8/18/15 – Two Can Play That Game with Casey Rocheteau

Artist: Casey Rocheteau

Location: Le Petit Dejueuner, Midtown

Breakfast:

CR & SRS – Coffee (cream & sugar, and black, respectively), scrambled eggs, maple bacon, sweet potato w/ chive sour cream, French toast

We didn’t order weirdly samesies breakfast; LPD does things family-style, so we ordered the “Two Can Play That Game” with four options, and breakfast negotiations were brief and successful. I recommend LPD as a great morning-after-first-sleepover location, to see if the person you just banged is a person with whom you can navigate the all-important sweet-versus-savory breakfast landscape. To be clear, Casey and I just had breakfast, did not bang first.

Maybe it’s just because I’m still processing having seen The End of the Tour recently, but I think there’s always a certain tension when writers get together. Maybe it’s because we are all a bunch of hyper self-conscious eggheads, or because a lot of us have egos that are both huge and extremely fragile (like phenomenally gorgeous stained glass windows that we carry everywhere and color our perceptions)–but sometimes talking to another writer triggers a gripping fear that there are somehow a finite number of words out there, and what if someone else is using them up faster and better than you, and you are left alone in a cold, uncaring world? I am just trying to keep it real here, because writers are ridiculous and it is good for my soul as a writer to remember that.

Anyway, it’s easy to feel that way around Casey, because the woman has got things going on. She just returned from her native homeland, where she did a residency bit in Cape Cod. She’s been appointed as the new Editor of the Dead Letter Office for the Offing, perhaps on the strength of this completely stellar piece she recently published there, “Unfinished Letters from the Most Popular Kid in the Psych Ward.” She is full bore assimilated to Detroit, and carving out a niche as everyone’s absolute favorite level-headed opinion…Casey has a gift of channeling justifiable rage into digestible statements. Thank goodness she’s here.

I think we were both a little fried, having met for this breakfast summit in the midst of a chaotic summer of travel and processing of the weird offers that start to crop up as you gain a higher profile as a writer. The question of who you work for becomes more and more important; what your opinion is worth, and the many, many questions of maintaining one’s integrity, while also eking out a livable existence. It must be nice for people who are unabashedly self-serving. I feel like they just don’t have to consider any of this stuff.

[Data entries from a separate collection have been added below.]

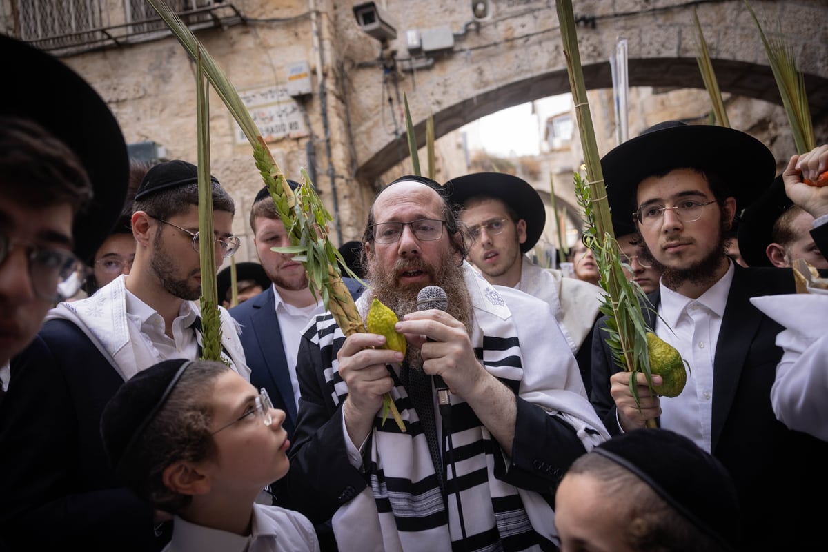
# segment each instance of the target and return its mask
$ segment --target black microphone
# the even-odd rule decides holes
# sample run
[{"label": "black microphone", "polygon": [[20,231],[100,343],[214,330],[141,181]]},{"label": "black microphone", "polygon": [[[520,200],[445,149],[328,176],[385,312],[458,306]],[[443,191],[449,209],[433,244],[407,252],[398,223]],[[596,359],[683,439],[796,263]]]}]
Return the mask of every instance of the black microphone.
[{"label": "black microphone", "polygon": [[[436,309],[445,311],[449,308],[449,299],[445,291],[439,286],[426,286],[420,290],[416,295],[416,310],[428,310]],[[431,341],[431,339],[429,339]],[[434,376],[434,388],[437,391],[437,402],[440,406],[451,404],[449,398],[449,386],[445,385],[441,376]],[[440,409],[442,410],[442,409]]]}]

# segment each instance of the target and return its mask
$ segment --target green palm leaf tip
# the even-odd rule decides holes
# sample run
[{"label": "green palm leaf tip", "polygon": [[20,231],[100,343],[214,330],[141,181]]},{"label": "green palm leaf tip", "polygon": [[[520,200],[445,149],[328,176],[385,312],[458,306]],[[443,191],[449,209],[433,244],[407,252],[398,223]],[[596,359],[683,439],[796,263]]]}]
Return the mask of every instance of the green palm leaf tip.
[{"label": "green palm leaf tip", "polygon": [[[641,286],[627,280],[622,271],[618,242],[609,233],[603,240],[598,239],[598,230],[595,225],[595,212],[590,186],[580,175],[575,175],[575,199],[583,212],[586,229],[584,231],[584,243],[592,249],[595,262],[600,272],[600,285],[604,290],[613,287],[618,290],[614,300],[609,293],[604,295],[604,303],[599,310],[607,315],[606,342],[613,353],[615,363],[632,372],[630,391],[640,409],[638,387],[633,385],[635,374],[643,372],[647,375],[647,382],[652,390],[650,372],[650,358],[647,348],[647,332],[650,331],[644,320],[641,305],[652,309],[652,304]],[[629,270],[629,266],[626,266]]]},{"label": "green palm leaf tip", "polygon": [[808,95],[805,91],[805,76],[797,70],[793,48],[780,38],[768,39],[748,0],[744,0],[744,5],[750,12],[762,37],[771,70],[773,71],[773,79],[779,89],[782,106],[791,125],[797,153],[806,153],[816,147],[816,140],[808,107]]},{"label": "green palm leaf tip", "polygon": [[[209,237],[213,231],[213,183],[209,159],[209,96],[205,85],[200,48],[196,63],[195,89],[198,120],[199,235]],[[203,239],[199,247],[201,261],[202,360],[221,360],[221,316],[218,306],[215,247],[211,239]]]},{"label": "green palm leaf tip", "polygon": [[707,48],[707,41],[701,31],[701,24],[699,22],[699,15],[696,13],[696,7],[693,7],[693,22],[696,24],[696,49],[699,51],[696,56],[696,60],[699,65],[699,71],[701,73],[701,79],[705,82],[705,89],[710,97],[710,103],[713,104],[713,115],[716,123],[720,127],[730,127],[730,121],[728,119],[727,112],[724,110],[724,102],[722,101],[721,90],[719,89],[719,81],[716,79],[716,74],[713,70],[713,63],[710,60],[710,50]]}]

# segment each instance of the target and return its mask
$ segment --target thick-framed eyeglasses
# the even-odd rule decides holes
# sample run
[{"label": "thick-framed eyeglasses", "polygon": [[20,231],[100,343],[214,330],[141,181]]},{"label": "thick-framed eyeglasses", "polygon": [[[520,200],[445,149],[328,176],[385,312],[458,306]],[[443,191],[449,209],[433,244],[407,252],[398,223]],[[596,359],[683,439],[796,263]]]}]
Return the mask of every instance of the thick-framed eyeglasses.
[{"label": "thick-framed eyeglasses", "polygon": [[633,257],[627,257],[624,253],[622,252],[620,257],[621,257],[621,262],[623,262],[625,265],[629,265],[630,266],[632,266],[633,262],[638,261],[638,264],[641,265],[642,267],[652,268],[652,265],[650,262],[644,261],[640,255],[633,255]]},{"label": "thick-framed eyeglasses", "polygon": [[443,237],[445,220],[420,218],[410,223],[378,223],[371,225],[373,241],[377,243],[393,243],[402,236],[402,228],[410,226],[418,240],[431,242]]},{"label": "thick-framed eyeglasses", "polygon": [[474,236],[474,239],[480,237],[480,233],[483,230],[486,231],[486,235],[488,236],[497,236],[506,229],[506,223],[508,222],[508,218],[490,220],[487,223],[469,227],[469,232],[471,233],[471,235]]},{"label": "thick-framed eyeglasses", "polygon": [[[164,220],[163,218],[159,218],[158,217],[154,217],[152,214],[149,215],[149,217],[151,218],[155,218],[159,223],[164,223],[165,224],[169,224],[170,226],[171,226],[173,228],[176,228],[179,230],[181,230],[181,232],[186,232],[188,234],[190,234],[190,236],[192,236],[193,237],[193,249],[195,250],[196,252],[198,252],[198,251],[199,251],[199,241],[200,241],[199,240],[199,238],[200,238],[199,233],[198,233],[198,232],[190,232],[190,230],[188,230],[186,228],[182,228],[181,226],[178,226],[177,224],[173,224],[172,223],[168,223],[167,221]],[[236,251],[238,249],[238,246],[240,246],[242,244],[242,241],[240,239],[238,239],[238,238],[236,238],[235,236],[228,236],[227,238],[213,238],[213,243],[214,244],[218,243],[219,245],[219,247],[221,247],[221,256],[224,257],[224,258],[227,258],[230,255],[233,255],[234,252],[236,252]]]},{"label": "thick-framed eyeglasses", "polygon": [[685,199],[674,207],[647,205],[646,207],[639,207],[638,210],[633,214],[633,216],[644,226],[654,226],[661,224],[662,220],[664,218],[664,211],[671,209],[682,223],[695,223],[699,218],[701,218],[701,214],[705,212],[705,206],[715,202],[715,199],[706,202]]},{"label": "thick-framed eyeglasses", "polygon": [[101,270],[109,274],[120,274],[126,266],[132,270],[132,262],[135,259],[120,259],[115,257],[108,257],[95,261],[95,265],[100,266]]},{"label": "thick-framed eyeglasses", "polygon": [[262,418],[262,423],[263,423],[267,427],[270,427],[270,425],[273,423],[273,416],[270,412],[272,409],[273,409],[273,403],[271,402],[270,396],[267,395],[267,390],[265,389],[264,387],[262,387],[261,389],[259,389],[258,396],[257,396],[254,399],[253,405],[248,406],[244,410],[244,414],[238,416],[229,424],[226,425],[222,425],[220,428],[214,431],[211,434],[214,435],[219,431],[222,431],[230,427],[233,424],[237,424],[242,421],[243,420],[249,419],[250,416],[256,415],[257,413]]},{"label": "thick-framed eyeglasses", "polygon": [[26,248],[29,261],[29,281],[40,299],[55,302],[78,292],[89,274],[89,266],[70,251],[41,249],[0,233],[0,264],[6,262],[17,246]]}]

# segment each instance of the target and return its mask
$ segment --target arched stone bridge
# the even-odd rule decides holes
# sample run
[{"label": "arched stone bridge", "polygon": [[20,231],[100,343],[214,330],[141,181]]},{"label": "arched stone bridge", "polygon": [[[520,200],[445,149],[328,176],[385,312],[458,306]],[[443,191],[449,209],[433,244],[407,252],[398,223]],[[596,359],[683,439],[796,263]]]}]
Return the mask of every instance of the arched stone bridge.
[{"label": "arched stone bridge", "polygon": [[[346,56],[356,61],[346,66],[346,104],[350,121],[359,122],[352,127],[359,180],[371,182],[399,161],[401,141],[379,131],[383,122],[388,127],[389,117],[382,100],[393,99],[395,94],[397,98],[405,94],[418,145],[422,146],[429,113],[440,137],[499,109],[570,92],[554,2],[491,0],[490,15],[477,22],[471,3],[377,2],[397,31],[389,45],[396,50],[394,61],[402,75],[397,82],[377,58],[378,41],[363,35],[366,40],[359,46],[351,41],[353,50]],[[721,90],[782,103],[744,0],[575,0],[573,4],[576,17],[582,20],[577,27],[579,47],[590,89],[612,87],[608,57],[619,38],[628,43],[630,86],[703,89],[696,60],[695,9]],[[797,66],[805,74],[815,127],[821,127],[828,119],[828,2],[753,1],[750,5],[765,33],[782,36],[793,48]],[[339,17],[344,16],[340,12]],[[348,26],[341,21],[336,25],[340,30]],[[423,58],[409,54],[406,31],[416,29],[421,35],[445,26],[452,30],[453,47],[431,55],[430,67],[410,70]],[[390,65],[388,59],[385,65]],[[631,128],[630,136],[641,130]],[[404,131],[402,147],[407,154]]]}]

But something occurred to me this week, and it is this: how much I enjoy my work is the primary metric, in my mind, of whether it is something worth doing. I absolutely love my job of writing, these days. I think about how I wrote constantly in high school…why didn’t I just, y’know, continue to be a writer, all the way through? Why the dozens of stumbles down blind alleys, the foibles, the wasted efforts of my 20s? Then I realized, that’s the work of being a writer. You go do the stuff. You travel to every state in the country. You love, and get your heart utterly busted. You get sectioned. You survive, and your perspective survives with you, and then you know some stuff. Now you’re ready to write.

So for the young writers out there, a reminder to put a pin in the reflecting, and commence with the living. Get out there and start on the thousand mistakes or more that you need to notch up, in order to have some stories (and also, learn how to make better decisions). You really can’t make a breakfast without breaking some eggs. And don’t let jealousy interfere with relationships: remember, two can play at that game (more, actually).